BOSTON, Mass. — Looking on the bright side of life can actually help you age more gracefully, according to a new study. Researchers from the Boston University School of Medicine examined the impact of optimism on a person’s health and found that staying positive helps people interpret stressful situations differently.

In a study of older men, the team found that being more or less optimistic made no difference in how participants responded to stressors, but being more optimistic did. to more emotional well-being. More optimistic men also experienced fewer stressful situations and interpreted fewer events as stressful for them personally.

“This study tests one possible explanation, assessing whether more optimistic people deal with daily stress more constructively and therefore experience greater emotional well-being,” says corresponding author Lewina Lee, PhD, clinical psychologist at the National Center for Posttraumatic Stress Disorder at the VA Boston Healthcare System, in a university outing.

don’t worry, be happy

The team examined 233 older men over the course of 14 years. Participants first completed an optimism questionnaire before reporting on their daily stressors over the years. The men also kept track of their positive and negative moods for eight consecutive nights on three different occasions over eight years during the study. The results show that more optimistic men reported fewer instances of low mood and had fewer stressors during the experiment.

Previous research shows that stress can have a serious impact on a person’s health. Studies link stress to higher levels of inflammation, which can contribute to faster aging and even the onset of diseases like dementia.
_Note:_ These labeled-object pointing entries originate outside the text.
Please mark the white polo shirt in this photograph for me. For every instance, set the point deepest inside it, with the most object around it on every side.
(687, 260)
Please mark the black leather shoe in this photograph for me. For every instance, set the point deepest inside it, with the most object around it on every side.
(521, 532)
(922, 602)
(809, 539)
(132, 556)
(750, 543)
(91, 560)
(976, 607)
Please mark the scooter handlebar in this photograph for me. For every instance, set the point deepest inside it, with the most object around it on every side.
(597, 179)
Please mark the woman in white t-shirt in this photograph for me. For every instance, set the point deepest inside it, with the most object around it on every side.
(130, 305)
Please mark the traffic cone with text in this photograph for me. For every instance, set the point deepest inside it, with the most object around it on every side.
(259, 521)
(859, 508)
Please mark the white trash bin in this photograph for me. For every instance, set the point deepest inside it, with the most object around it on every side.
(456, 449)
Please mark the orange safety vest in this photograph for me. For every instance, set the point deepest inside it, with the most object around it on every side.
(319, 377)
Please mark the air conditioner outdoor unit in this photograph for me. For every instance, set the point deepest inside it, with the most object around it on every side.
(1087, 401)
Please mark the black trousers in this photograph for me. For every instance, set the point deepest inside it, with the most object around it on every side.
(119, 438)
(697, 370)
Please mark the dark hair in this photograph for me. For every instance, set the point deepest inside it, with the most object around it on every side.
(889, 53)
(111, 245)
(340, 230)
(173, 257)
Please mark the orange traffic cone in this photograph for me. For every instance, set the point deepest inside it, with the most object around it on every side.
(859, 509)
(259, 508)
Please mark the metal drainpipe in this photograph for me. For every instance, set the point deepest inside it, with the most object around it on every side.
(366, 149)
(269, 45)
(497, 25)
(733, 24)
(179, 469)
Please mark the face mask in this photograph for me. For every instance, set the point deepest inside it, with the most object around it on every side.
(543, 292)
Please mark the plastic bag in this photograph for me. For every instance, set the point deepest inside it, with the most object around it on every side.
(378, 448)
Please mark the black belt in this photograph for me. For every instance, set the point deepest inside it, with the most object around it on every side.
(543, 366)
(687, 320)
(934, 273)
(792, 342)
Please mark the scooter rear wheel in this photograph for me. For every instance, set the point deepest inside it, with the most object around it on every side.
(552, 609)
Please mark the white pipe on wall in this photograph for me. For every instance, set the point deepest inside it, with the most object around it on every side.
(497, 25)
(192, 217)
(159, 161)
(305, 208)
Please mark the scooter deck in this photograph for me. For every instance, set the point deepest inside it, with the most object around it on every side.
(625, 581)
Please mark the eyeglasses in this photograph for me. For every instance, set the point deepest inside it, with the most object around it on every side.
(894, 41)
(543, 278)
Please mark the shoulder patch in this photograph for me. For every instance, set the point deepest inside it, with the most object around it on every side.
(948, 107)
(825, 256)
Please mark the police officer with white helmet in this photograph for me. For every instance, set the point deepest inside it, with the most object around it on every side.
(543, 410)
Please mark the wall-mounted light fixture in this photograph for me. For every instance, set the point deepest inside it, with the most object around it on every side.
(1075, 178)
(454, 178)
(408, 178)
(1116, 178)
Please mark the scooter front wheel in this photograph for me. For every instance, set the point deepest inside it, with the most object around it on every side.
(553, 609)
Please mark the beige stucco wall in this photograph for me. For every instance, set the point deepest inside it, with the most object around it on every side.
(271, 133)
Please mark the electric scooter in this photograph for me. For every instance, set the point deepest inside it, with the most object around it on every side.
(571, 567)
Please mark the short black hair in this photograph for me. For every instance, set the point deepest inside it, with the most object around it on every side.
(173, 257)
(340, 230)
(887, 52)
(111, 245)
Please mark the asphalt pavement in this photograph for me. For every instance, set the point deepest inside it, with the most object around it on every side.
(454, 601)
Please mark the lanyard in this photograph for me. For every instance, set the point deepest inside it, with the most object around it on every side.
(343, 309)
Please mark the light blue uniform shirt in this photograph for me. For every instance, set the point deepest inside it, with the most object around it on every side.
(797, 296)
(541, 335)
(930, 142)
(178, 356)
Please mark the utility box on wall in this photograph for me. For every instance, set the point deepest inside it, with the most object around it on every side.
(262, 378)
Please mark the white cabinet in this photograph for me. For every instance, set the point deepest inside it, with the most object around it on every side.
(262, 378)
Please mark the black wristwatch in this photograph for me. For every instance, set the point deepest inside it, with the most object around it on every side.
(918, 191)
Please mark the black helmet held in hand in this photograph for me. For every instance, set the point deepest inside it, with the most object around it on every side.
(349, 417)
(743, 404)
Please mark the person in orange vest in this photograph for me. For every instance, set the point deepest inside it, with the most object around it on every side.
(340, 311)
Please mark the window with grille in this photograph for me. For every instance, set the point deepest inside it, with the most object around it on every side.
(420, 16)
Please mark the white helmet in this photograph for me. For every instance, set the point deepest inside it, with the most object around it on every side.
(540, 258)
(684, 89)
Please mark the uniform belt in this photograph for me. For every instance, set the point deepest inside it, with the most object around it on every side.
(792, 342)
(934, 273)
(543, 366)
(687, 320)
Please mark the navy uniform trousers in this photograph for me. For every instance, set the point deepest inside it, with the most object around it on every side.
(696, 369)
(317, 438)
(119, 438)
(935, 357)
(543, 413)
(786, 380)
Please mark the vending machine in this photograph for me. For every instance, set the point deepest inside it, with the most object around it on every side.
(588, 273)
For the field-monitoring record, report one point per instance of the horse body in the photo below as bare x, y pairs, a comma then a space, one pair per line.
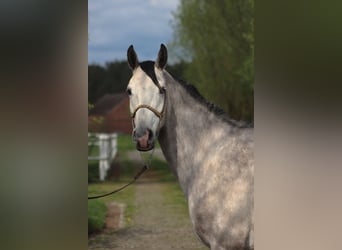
212, 157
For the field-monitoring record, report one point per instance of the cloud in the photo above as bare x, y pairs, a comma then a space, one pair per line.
114, 25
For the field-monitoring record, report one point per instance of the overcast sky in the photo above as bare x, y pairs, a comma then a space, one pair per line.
116, 24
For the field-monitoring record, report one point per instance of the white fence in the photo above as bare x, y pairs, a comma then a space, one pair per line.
107, 144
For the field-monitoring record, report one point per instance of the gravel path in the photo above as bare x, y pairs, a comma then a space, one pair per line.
157, 224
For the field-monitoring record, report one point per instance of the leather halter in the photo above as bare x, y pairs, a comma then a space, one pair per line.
160, 114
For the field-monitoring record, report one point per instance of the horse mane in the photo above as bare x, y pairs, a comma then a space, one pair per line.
148, 68
213, 108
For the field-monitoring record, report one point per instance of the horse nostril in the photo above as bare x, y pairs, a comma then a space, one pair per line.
150, 134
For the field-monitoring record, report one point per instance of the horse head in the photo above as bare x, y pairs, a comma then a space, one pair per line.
147, 95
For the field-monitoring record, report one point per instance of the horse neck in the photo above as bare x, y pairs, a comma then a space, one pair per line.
189, 131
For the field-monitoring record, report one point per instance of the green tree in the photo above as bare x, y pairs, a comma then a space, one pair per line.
218, 37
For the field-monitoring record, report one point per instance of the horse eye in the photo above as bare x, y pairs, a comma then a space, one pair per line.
162, 90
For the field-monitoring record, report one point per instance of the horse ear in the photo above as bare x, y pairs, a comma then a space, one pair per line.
132, 58
162, 57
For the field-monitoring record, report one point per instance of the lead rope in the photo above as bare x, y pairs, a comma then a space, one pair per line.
147, 160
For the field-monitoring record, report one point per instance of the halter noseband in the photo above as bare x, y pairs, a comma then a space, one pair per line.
160, 114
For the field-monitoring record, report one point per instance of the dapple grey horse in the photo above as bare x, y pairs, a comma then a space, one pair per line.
210, 154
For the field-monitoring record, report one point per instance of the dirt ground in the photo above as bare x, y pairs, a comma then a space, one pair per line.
157, 224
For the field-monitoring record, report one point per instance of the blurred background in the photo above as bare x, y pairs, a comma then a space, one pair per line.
210, 45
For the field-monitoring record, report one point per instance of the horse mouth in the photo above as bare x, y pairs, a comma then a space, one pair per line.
145, 142
149, 147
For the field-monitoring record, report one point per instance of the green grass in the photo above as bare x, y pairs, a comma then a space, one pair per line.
97, 208
96, 215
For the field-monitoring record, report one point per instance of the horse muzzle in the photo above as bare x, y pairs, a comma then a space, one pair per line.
145, 141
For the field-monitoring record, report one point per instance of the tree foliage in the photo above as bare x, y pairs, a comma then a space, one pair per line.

The study authors say there is evidence that optimism can help promote good health and a longer lifespan. However, few studies have actually looked at how maintaining a positive mindset helps achieve this goal.

“Stress, on the other hand, is known to have a negative impact on our health. By examining whether optimistic people deal with everyday stressors differently, our results add to the knowledge about how optimism can promote good health as people age,” says Lee.

The results appear online in the Journals of gerontology, series B: psychological sciences and social sciences.